March 18, 2014: There is some very important news for the Granados Centenary.

  • Dr. Mutsumi Fukushima of the University of Hiroshima is joining our committee.  Mutsumi received her Doctorate in Barcelona where she lived for 11 years.  She is an expert on Catalan piano music.  In 2016 the Musicology Society of Japan will be having their annual conference at her University and she will make Granados and Spanish music the main topic.  Mutsumi will also present a paper at our symposium in New York.
  • Paolo Pinamonte, Director of the Teatro de la Zarzuela will join our committee.  The Zarzuela will present María del Carmen in the original version, recovered by Walter A. Clark and Douglas Riva, in either Spring or Fall 2016.
  • Reilly Lewis, Music Director of the National Cathedral in Washington has confirmed a performance of Cant de les estrelles in either 2016 or 2017.
  • For the Granados centenary and the 150th Anniversary of his birth a new multi-media theatrical program is being developed.  It will include spoken dialogue recalling Granados’ life and works with extensive quotations from his soon-to-be-published letters (prepared by Dr. Miriam Perandones Lozano) and selections of Granados’ piano, vocal and dance works.  Performers will be pianist Douglas Riva, mezzo soprano Anna Tonna, actor and noted Classical radio personality (and artist) Kevin Gordon, and dancer Anna de la Paz.  A special feature will be a rare performance of one of Granados’ final works, Danza de los ojos verdes, premiered in February, 1916 in New York.
  • Maxine Thevenot, choral director and organist, has announced a performance of Cant de les estrelles, Fall, 2016 in Albuquerque, New Mexico.  The three choruses will be Polyphony Voices of New Mexico, the St. John Cathedral Choir and the women’s chorus, Las Cantantes from the University of New Mexico. Douglas Riva will be the piano soloist. A pre-concert lecture will be given by Dr. Walter A. Clark, author of Enrique Granados:  Poet of the Piano, published by Oxford University Press.

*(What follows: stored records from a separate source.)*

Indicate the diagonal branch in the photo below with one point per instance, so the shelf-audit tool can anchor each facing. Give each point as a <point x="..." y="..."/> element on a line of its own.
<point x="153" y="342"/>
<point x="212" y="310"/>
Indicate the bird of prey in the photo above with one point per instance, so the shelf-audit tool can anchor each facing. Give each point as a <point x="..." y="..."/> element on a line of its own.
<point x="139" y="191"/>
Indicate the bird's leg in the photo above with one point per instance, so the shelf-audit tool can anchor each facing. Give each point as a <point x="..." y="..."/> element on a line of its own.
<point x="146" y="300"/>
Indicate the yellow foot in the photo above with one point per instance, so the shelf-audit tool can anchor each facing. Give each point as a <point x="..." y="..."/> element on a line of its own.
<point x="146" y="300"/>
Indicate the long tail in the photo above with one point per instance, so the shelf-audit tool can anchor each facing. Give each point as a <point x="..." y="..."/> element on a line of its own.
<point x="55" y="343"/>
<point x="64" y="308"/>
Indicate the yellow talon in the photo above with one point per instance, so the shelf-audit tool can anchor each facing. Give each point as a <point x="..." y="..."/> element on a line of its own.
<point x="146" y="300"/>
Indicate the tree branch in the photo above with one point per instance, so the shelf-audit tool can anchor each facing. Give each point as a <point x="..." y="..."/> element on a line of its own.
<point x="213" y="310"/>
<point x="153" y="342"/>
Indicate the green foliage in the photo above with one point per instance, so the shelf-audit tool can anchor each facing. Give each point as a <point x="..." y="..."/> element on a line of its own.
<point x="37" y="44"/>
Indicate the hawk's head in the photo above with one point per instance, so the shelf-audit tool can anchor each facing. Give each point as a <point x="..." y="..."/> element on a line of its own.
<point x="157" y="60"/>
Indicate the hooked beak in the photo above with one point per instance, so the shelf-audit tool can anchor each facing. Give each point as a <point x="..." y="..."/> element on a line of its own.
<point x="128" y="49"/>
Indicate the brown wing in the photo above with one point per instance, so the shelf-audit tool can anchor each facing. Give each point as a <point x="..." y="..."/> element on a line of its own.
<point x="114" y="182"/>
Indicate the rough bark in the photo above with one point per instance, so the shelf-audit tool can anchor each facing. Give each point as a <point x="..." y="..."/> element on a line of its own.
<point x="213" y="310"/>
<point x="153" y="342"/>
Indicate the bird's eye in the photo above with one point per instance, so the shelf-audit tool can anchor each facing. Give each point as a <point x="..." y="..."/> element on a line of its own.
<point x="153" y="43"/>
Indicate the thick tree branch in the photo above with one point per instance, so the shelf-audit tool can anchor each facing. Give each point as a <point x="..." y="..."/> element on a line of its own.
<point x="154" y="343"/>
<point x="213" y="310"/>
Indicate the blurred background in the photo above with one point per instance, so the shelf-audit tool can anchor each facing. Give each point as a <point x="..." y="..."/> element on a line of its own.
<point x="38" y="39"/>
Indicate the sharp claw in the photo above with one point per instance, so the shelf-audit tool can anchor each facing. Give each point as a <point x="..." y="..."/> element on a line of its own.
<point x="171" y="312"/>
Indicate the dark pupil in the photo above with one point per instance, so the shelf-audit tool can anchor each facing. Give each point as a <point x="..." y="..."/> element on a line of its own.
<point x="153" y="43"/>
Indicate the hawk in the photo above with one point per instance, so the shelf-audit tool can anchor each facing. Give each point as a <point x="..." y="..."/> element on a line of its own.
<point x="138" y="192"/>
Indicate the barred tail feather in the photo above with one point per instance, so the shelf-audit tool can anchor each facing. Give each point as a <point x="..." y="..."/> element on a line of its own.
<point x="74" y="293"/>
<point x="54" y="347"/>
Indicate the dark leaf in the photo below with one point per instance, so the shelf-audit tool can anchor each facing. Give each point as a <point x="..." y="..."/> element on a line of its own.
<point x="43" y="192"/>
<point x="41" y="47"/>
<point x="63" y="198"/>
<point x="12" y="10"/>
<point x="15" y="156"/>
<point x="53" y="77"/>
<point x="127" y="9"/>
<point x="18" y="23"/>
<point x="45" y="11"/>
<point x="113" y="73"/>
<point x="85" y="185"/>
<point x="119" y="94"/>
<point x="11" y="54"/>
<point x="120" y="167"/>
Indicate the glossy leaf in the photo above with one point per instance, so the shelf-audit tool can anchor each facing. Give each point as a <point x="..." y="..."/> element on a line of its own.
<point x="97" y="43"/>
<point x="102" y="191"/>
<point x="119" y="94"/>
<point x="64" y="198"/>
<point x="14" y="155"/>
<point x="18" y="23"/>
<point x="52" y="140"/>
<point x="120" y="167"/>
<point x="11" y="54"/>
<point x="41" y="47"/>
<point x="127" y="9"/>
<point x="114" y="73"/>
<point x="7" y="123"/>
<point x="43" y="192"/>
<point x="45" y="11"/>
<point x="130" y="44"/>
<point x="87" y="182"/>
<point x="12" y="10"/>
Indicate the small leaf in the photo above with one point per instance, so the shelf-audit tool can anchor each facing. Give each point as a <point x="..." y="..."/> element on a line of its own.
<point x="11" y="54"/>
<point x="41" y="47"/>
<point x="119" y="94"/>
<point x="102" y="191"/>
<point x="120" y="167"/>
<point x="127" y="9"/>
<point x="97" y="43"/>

The New Yorker on Falla and Flamenco

March 18, 2014: In anticipation of the upcoming performance of Manuel de Falla’s ballet, El Amor Brujo, Joan Acocella writes in The New Yorker, that the composer “spent his late years creating what he hoped was a universalized version of Spanish music”.  The event will take place this weekend (March 22-23, click here for tickets), and will feature the Foundation’s ensemble-in-residence Perspectives Ensemble. That Sunday, Foundation director Antoni Pizà will participate in a pre-concert roundtable discussion, along with writer Antonio Muñoz Molina and Perspectives Ensemble choreographer Igal Perry.

Two Visiting Scholars

March 7, 2014: The Foundation is excited to be hosting two eminent visiting scholars this semester. Germán Gan-Quesada, from the Universitat Autònoma de Barcelona, will be giving a lecture a the Graduate Center on March 7. His talk, Spain Was Not (So) Different, will concern the avant-garde in 20th Century Spanish music.

Julián Elvira is a visiting scholar that is also a talented flautist. In addition, he has recently designed a special type of flute that is capable of reproducing the timbres of many different instruments. In fact, this instrument can produce so many different tones, that Elvira is looking into data visualization. Data visualization is an exciting new field pioneered by such scholars as Manuel Lima and CUNY’s own Lev Manovich in which large pools of information are condensed and represented graphically.

An Album by the Perspectives Ensemble

March 4, 2014: Perspectives Ensemble, instrumental group in residence at the Foundation, has recently released a CD of the music of Xavier Montasalvatge. Conducted by Angel Gil-Ordoñez,  the music on this CD is based on the program presented by the Foundation at the Morgan Library in September 2012, in honor of the composer’s centenary. Sato Moughalian is the founder and artistic director of the group.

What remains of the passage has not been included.